– Ты помнишь, когда мы познакомились? – произнесла наконец Инес. – Ты был моим покровителем, защитником. Но тогда же ты меня покинул. В Дорсете. Ты оставил меня с искалеченной фотографией, с которой исчез юноша, в кого я хотела влюбиться. В Мехико ты снова оставил меня. Это уже дважды. Я тебя не упрекаю. Взамен я вернула тебе хрустальную печать, подаренную мне тобой на побережье Англии в 1940 году. Как ты думаешь, ты мог бы сделать мне сейчас ответный подарок?
– Возможно, Инес.
В его голосе звучало такое сомнение, что Инес продолжила с еще большим жаром.
– Я хочу понять. Это все. И не говори мне, что все было наоборот, что это я тебя бросила. Или что я была слишком доступна, и тебя отвратила именно эта кажущаяся чрезмерная легкость? Ты любишь завоевывать, я это знаю. Ты считал, что я слишком предлагаю себя?

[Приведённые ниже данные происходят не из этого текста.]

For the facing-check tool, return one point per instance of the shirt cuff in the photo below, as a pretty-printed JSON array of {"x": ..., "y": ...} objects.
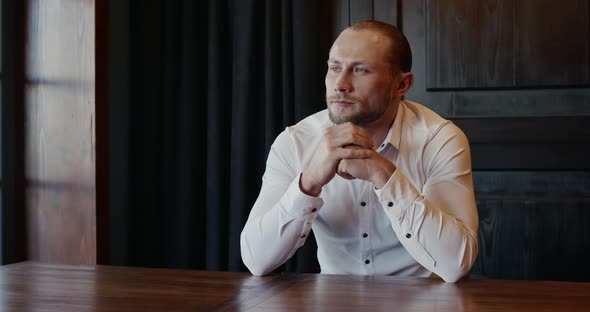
[
  {"x": 397, "y": 194},
  {"x": 297, "y": 204}
]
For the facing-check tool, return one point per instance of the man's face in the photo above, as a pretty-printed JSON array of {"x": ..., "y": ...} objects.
[{"x": 359, "y": 81}]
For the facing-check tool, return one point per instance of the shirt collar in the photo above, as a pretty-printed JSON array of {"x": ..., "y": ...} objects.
[{"x": 394, "y": 134}]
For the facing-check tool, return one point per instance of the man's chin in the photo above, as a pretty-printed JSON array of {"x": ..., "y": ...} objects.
[{"x": 340, "y": 119}]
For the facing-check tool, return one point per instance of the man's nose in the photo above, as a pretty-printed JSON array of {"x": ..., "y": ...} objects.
[{"x": 343, "y": 84}]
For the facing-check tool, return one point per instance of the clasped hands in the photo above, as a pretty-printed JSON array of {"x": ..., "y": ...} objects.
[{"x": 346, "y": 150}]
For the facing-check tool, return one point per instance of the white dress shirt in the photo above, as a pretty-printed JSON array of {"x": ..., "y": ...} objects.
[{"x": 423, "y": 220}]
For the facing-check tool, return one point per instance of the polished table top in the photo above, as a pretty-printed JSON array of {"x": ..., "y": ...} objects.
[{"x": 32, "y": 286}]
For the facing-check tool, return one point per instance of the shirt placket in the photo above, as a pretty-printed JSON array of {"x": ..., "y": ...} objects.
[{"x": 365, "y": 207}]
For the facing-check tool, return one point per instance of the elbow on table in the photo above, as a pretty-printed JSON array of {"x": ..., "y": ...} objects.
[
  {"x": 254, "y": 265},
  {"x": 257, "y": 269},
  {"x": 454, "y": 273},
  {"x": 453, "y": 276}
]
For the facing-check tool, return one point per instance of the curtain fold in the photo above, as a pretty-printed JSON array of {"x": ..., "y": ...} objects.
[{"x": 211, "y": 84}]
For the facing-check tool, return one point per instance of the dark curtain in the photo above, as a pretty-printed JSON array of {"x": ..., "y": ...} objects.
[{"x": 199, "y": 91}]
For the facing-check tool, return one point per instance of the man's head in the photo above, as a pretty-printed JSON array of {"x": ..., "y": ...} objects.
[{"x": 368, "y": 73}]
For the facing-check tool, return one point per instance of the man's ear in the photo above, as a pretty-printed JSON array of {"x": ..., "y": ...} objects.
[{"x": 405, "y": 83}]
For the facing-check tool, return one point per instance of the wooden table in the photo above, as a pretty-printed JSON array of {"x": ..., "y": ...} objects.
[{"x": 31, "y": 286}]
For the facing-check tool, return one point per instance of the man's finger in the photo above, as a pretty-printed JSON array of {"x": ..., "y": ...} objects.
[{"x": 353, "y": 153}]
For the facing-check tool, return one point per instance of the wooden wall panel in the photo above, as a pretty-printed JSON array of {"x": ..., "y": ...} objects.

– Никого в мире не было труднее завоевать, чем тебя, – произнес Габриэль, когда она снова вышли на проспект.
– Что?
Шум транспорта заглушил его ответ.
Они перешли улицу на зеленый свет и остановились перед вывеской кинотеатра «Одеон» на перекрестке с Эрлс-Корт-роуд.
– Как ты хочешь идти дальше?
– Эрлс-Корт-роуд слишком шумная. Пойдем. Тут рядом есть улочка.
До самой улочки доносились из кинотеатра звуки музыки, похожие на саундтрек фильмов о Джеймсе Бонде. В конце концов их взгляду открылся маленький парк, засаженный деревьями и отделенный решеткой от Эдвардс-сквер с ее элегантными домами, украшенными железными балкончиками, и окруженном цветами пабе. Они вошли, сели и заказали пива.
Габриэль сказал, оглядевшись по сторонам, что это местечко – настоящее убежище, а в Мехико он испытывал противоположные чувства. Там не было укрытия, все было таким беззащитным, человека можно было уничтожить мгновенно, без предупреждения…
– И ты покинул меня там, зная все это? – прошептала она, но в ее голосе не было упрека.
Он взглянул на нее прямо.
– Нет. Я спас тебя от чего-то похуже. Было нечто более опасное, чем страшная угроза жить в Мехико.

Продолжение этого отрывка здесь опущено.